What I do is to attach a pheasant wing to a stout cord and attach it to either a long stick or fishing rod. Instead of flipping it in front of a pup and making sure it doesn't catch it, I flip it out and let the pups pounce on it and grab hold of it. We're talking young pups here.....6 weeks to 12 or 15 weeks of age. After they have it in their mouth, I gently pull them in to me and praise them up while they have the wing in their mouths. This does a couple of things. Number 1, the scent of a bird wakes up their instincts and gets them interested in feathers. Number 2, you get a nice retrieve to hand. Number 3, it's great exercise for the pup and they absolutely love it.

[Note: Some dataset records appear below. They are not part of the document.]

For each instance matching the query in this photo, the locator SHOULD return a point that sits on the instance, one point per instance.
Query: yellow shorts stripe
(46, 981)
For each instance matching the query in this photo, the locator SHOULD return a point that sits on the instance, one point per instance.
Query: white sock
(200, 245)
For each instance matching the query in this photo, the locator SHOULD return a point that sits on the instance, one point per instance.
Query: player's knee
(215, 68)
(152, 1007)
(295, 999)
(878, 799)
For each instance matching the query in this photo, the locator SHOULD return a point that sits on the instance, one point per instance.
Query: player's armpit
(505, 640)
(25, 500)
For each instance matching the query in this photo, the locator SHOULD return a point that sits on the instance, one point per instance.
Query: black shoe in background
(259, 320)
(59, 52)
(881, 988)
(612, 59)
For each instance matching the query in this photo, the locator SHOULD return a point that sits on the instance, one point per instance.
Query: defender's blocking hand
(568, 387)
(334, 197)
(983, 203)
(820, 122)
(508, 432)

It's important to use a stout nylon cord instead of monofilament fish line as you don't want the line to break and have the pup run off with the wing. Also, it's very important to not get in a tug of war with the pup. If he really pulls back against you (most won't, but some will), just walk to him and pick him up with the wing in his mouth.

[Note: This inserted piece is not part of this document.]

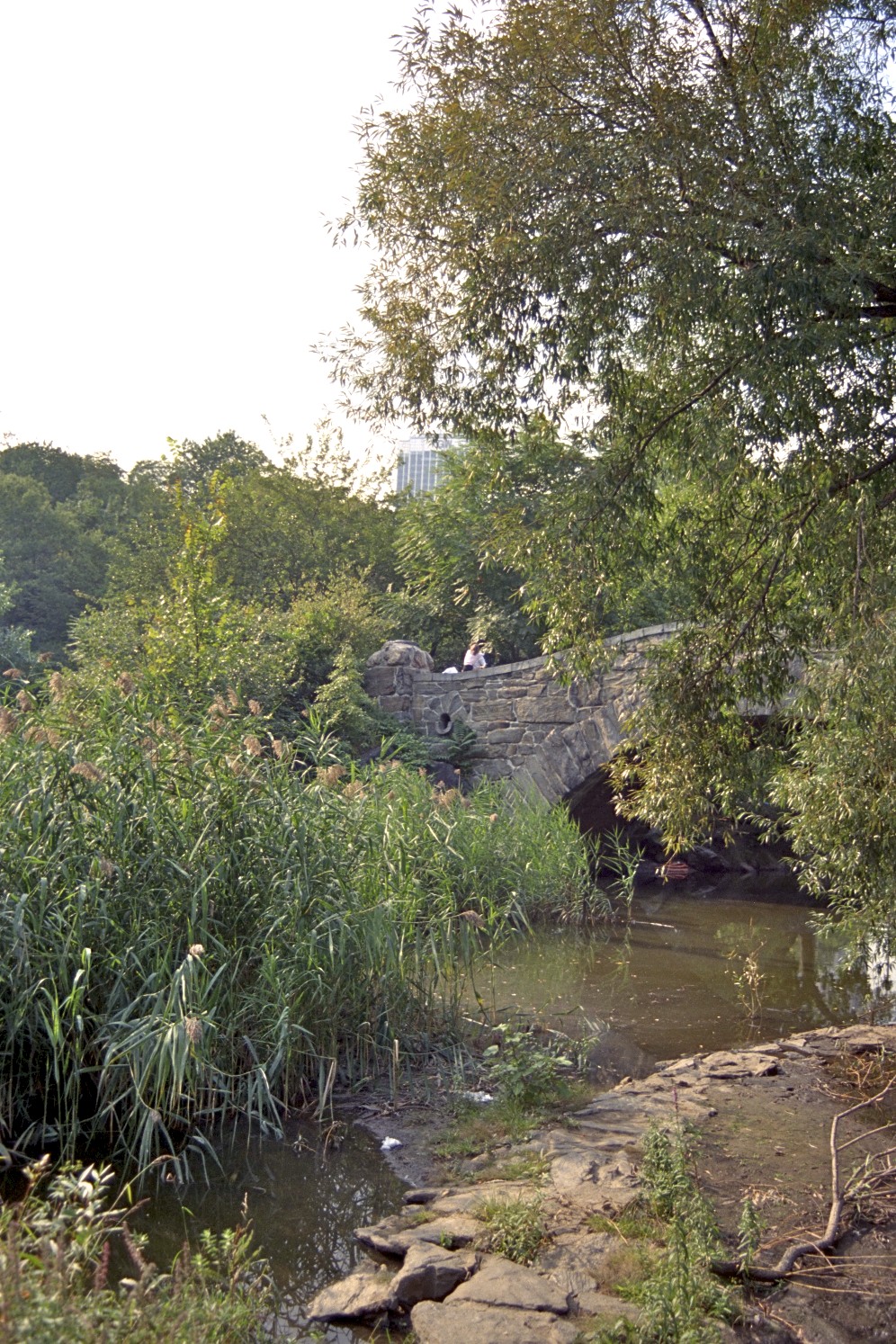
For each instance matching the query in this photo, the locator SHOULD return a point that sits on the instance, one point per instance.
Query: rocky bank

After he is doing well chasing and grabbing the wing by sight, you can take the pup to some taller grass, flip the wing out a little further, and force him to find the wing with his nose. I let my pups catch and grab the wing about half the time.

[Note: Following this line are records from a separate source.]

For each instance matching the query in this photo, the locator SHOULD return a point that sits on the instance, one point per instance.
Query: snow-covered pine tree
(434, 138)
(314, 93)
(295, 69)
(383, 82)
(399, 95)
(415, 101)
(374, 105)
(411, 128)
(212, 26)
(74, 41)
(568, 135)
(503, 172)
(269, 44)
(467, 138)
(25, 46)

Remember to use a lot of praise and don't be in a big hurry to take the wing out of his mouth and don't overdo it. I've never seen a pup get tired of this, and when I get the wing and stick out for my pups my old dogs go nuts....they never tire of the game either.


----------



## mburgess (Aug 11, 2003)

It is a good tool for training young pointer pups too, if used properly. If used to wake up the pointing instinct, thats fine. Once pup is pointing, put it away. It only encourages chasing, creeping, and sight pointing. Real birds teach a dog how to use their nose.


----------



## mdaniel (May 2, 2007)

stonebroke great post, I even used this for waterfowl training :thumb:


----------



## mnswd (Oct 13, 2005)

Thank for the great info - I have 4 week old pups at home can't wait till they are a little older.


----------